Moving Forward

Pluralistically

This is work is particularly important in the case of a pluralistic practitioner, where we must be able to work with the entirety of our clients. Harnessing awareness of our underlying biases that may prevent us from providing best and safest practice allows us to do this. When we can collaborate internally with congruence and understanding, we can meet the entirety of our clients with the entirety of ourselves.

Deconstructing our personal biases encourages us to draw on anthropological, philosophical and sociological ideas, combined with our counsellor knowledge to understand the world around us and our place within it as counsellors - a pluralistic approach to working pluralistically. 

We can use the same tools we use with clients, in a different way with our inner parts that hold bias. Utilising emotional regulation tools, IFS, inner child work, cultural competencies and considering and holding multiple truths.

The Framework

  1. Take an IAT, or identify a bias you have.

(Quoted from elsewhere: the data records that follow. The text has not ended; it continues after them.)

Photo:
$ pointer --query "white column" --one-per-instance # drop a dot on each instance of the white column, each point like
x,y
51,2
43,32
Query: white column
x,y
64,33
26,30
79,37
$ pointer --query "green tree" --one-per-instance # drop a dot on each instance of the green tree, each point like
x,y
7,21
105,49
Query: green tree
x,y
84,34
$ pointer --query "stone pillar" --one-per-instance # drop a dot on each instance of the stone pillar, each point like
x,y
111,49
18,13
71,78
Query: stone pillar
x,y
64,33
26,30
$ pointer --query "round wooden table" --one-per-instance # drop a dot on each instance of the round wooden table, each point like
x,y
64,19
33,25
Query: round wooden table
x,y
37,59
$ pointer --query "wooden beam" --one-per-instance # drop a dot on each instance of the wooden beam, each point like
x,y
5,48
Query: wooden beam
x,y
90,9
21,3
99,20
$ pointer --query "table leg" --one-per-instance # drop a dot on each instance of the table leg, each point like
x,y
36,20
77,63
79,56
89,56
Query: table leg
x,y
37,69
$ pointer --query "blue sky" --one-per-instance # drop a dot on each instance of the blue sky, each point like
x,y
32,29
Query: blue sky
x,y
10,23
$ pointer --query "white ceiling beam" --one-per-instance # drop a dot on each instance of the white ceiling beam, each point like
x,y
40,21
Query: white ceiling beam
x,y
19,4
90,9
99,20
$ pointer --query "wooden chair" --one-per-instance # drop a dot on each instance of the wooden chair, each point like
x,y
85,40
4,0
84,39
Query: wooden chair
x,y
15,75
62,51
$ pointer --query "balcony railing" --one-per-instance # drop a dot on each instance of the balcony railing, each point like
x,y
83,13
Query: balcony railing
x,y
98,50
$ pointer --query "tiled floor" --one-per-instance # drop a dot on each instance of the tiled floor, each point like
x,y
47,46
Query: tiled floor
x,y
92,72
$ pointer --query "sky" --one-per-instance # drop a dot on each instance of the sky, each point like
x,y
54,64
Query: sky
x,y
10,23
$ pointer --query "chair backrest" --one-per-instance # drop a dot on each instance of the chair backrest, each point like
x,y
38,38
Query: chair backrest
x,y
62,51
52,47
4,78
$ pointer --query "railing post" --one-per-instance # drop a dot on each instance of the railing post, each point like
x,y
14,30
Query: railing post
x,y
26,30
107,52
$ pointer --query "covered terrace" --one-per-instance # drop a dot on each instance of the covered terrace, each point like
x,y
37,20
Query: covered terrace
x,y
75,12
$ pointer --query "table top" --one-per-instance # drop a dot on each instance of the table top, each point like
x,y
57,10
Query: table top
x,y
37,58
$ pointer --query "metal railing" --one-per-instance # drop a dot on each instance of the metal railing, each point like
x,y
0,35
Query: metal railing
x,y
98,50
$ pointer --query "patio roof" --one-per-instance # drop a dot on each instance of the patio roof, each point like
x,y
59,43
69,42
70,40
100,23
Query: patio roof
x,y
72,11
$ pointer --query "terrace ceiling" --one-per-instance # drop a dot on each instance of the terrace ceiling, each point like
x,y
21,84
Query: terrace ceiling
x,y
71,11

Do a little research about the origins of the bias and the context for your own (british society, media portrayal etc). Remember emotional regulation techniques for any difficult feelings that might come up (EFT, peer support, meditation).

  2. Then increase your awareness, identify the feelings about, and the impacts of, this bias. What does it mean for your practice? Remember self compassion! (Supervision, journalling, peer discussion). 

  3. This is deconstruction! We can take action to externally practice the internal development (join a group, attend a seminar, deconstruct your biases!). This will grow with practice, we start with ourselves, then it expands our world view and to others.

This is how we reduce potential for harm from implicit bias while finding expansive awareness and compassion for self and others!